Essay # 8. Molecular Weights of Proteins:
Protein molecules are large and have varying molecular weights. Their molecular weights cannot be determined by ordinary methods. The most important method for their determination is based upon the measurement of sedimentation rates in the ultracentrifuge. They can also be determined by osmotic pressure measurement, light scattering, etc.
Molecular weights of some of the typical proteins from different sources are as follows: salmine (salmon sperm) – 5,600; cytochrome (heart) -156,000; lactalbumin (milk) -17,400; gliadin (wheat) – 27,400; pepsin (stomach) – 35,500; insulin (pancreas) – 40,900; haemoglobin (human) – 63,000; myogen (muscle) -150,000; thyroglobulin (thyroid) – 628,000; myosin (muscle) -1,000,000; virus (tomato) – 7,600,000; mosaic virus (tobacco) – 60,000,000.

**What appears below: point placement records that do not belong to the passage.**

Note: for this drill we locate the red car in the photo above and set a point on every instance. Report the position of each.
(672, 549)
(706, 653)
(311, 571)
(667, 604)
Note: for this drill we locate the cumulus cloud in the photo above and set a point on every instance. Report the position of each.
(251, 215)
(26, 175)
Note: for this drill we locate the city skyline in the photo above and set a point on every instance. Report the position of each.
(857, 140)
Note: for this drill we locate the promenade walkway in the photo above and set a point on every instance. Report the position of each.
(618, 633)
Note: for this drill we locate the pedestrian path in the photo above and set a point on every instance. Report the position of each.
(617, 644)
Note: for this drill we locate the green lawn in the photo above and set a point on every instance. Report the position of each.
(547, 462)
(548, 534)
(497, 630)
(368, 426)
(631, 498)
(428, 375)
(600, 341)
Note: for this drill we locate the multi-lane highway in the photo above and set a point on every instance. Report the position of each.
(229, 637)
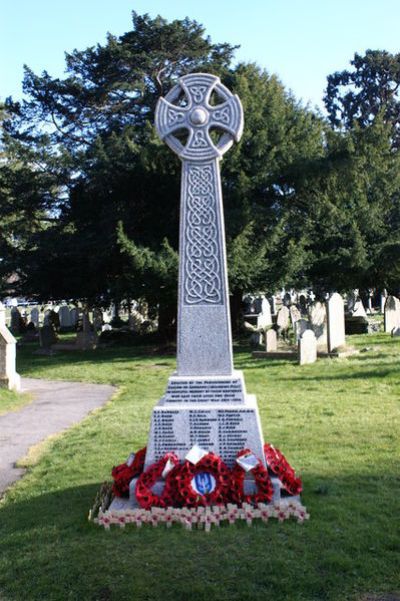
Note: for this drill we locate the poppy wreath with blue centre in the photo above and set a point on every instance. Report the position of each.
(209, 464)
(143, 491)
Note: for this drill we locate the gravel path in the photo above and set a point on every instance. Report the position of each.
(55, 407)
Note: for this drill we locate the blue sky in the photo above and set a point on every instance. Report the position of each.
(301, 41)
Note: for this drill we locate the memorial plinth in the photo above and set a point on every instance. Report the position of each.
(205, 403)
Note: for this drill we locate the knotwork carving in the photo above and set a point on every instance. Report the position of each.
(198, 116)
(202, 276)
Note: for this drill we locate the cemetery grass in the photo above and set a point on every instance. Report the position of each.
(11, 401)
(337, 421)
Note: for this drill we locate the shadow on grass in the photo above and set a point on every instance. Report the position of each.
(48, 550)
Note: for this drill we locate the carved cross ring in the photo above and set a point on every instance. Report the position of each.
(197, 117)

It has been shown by Svedberg that by a change in the protein concentration or in the pH or in the salt concentration of the medium, proteins in solution, may easily dissociated into smaller component units. If the original condition is resorted the fragments may re-associate and form the original molecule. This shows that proteins of higher molecular weights are built up by conglomeration of smaller units.
Virus Proteins:
These are nucleoproteins of special interest. Several varieties of virus proteins with very high molecular weights have been isolated in crystalline form, from the juice of plants suffering from virus diseases. The virus protein of tobacco mosaic disease has a molecular weight of about 60,000,000, an isoelectric point or pH 3.49 and contains about 5% nucleic acid. It is a highly interesting fact that even minute amount of pure recrystallised virus proteins induces the virus disease when injected into healthy plants.

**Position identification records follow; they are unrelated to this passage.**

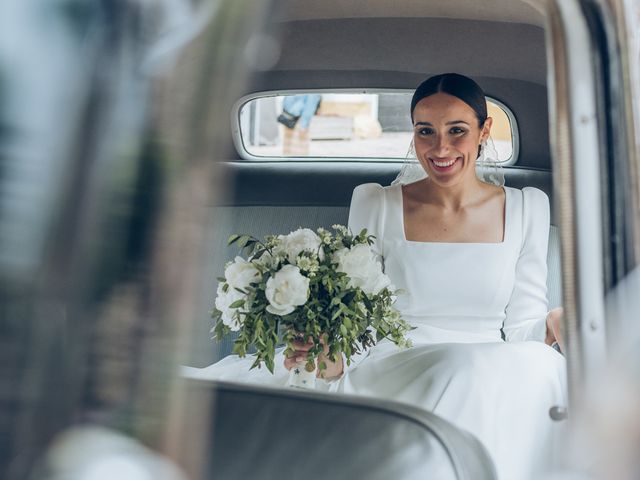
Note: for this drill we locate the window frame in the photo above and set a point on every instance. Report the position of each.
(245, 155)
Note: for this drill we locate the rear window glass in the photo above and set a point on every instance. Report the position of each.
(322, 125)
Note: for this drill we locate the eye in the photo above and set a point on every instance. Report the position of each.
(425, 131)
(457, 130)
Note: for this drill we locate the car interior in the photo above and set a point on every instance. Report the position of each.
(362, 46)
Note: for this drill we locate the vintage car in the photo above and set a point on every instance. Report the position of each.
(116, 216)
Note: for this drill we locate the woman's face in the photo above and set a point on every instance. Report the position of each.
(446, 136)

One millionth of a milligram of tobacco mosaic protein invariably infects a healthy plant and from such infected plants large quantities of the same protein can be recovered. This astonishing property of the virus proteins, in directing the metabolism of the plant cells so that they synthesise more of the same protein, is unique in a chemical compound and is suggestive of the reproduction of a living organism rather than the elaboration of a non-living chemical molecule. The evidence accumulated so far indicates that these giant molecules are purely of chemical nature although we have no absolute proof that they are dead.
Electrophoresis:
The property of migration of protein molecules in an electric field has been utilised by Tiselius for electrophoretic method for the separation of protein molecules. Protein solution in an alkaline buffer has maximum number of negative charges and so the protein molecules move towards the positive pole. Different protein molecules, due to the presence of charged particles in different amounts, move towards the pole at different rates which can be optically measured.

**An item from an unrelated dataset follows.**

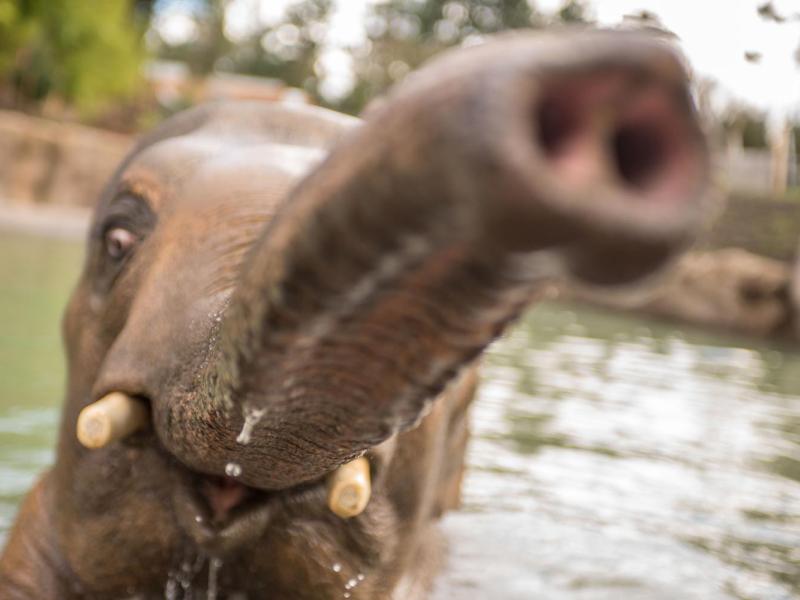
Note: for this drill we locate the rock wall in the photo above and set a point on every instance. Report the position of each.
(43, 161)
(728, 289)
(765, 227)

This complicated procedure has been simplified by application on paper. Here a strip of filter paper is moistened with suitable buffer and placed in between two glass plates The free ends of the paper dip into two small reservoirs of buffer solution, and either positive or negative electrode is placed in each of them. On passing electric current the protein molecules migrate towards the anode. After definite time interval, the paper is taken put and washed, and a suitable stain is applied to localise the presence of difference in protein molecules (Fig. 2.1).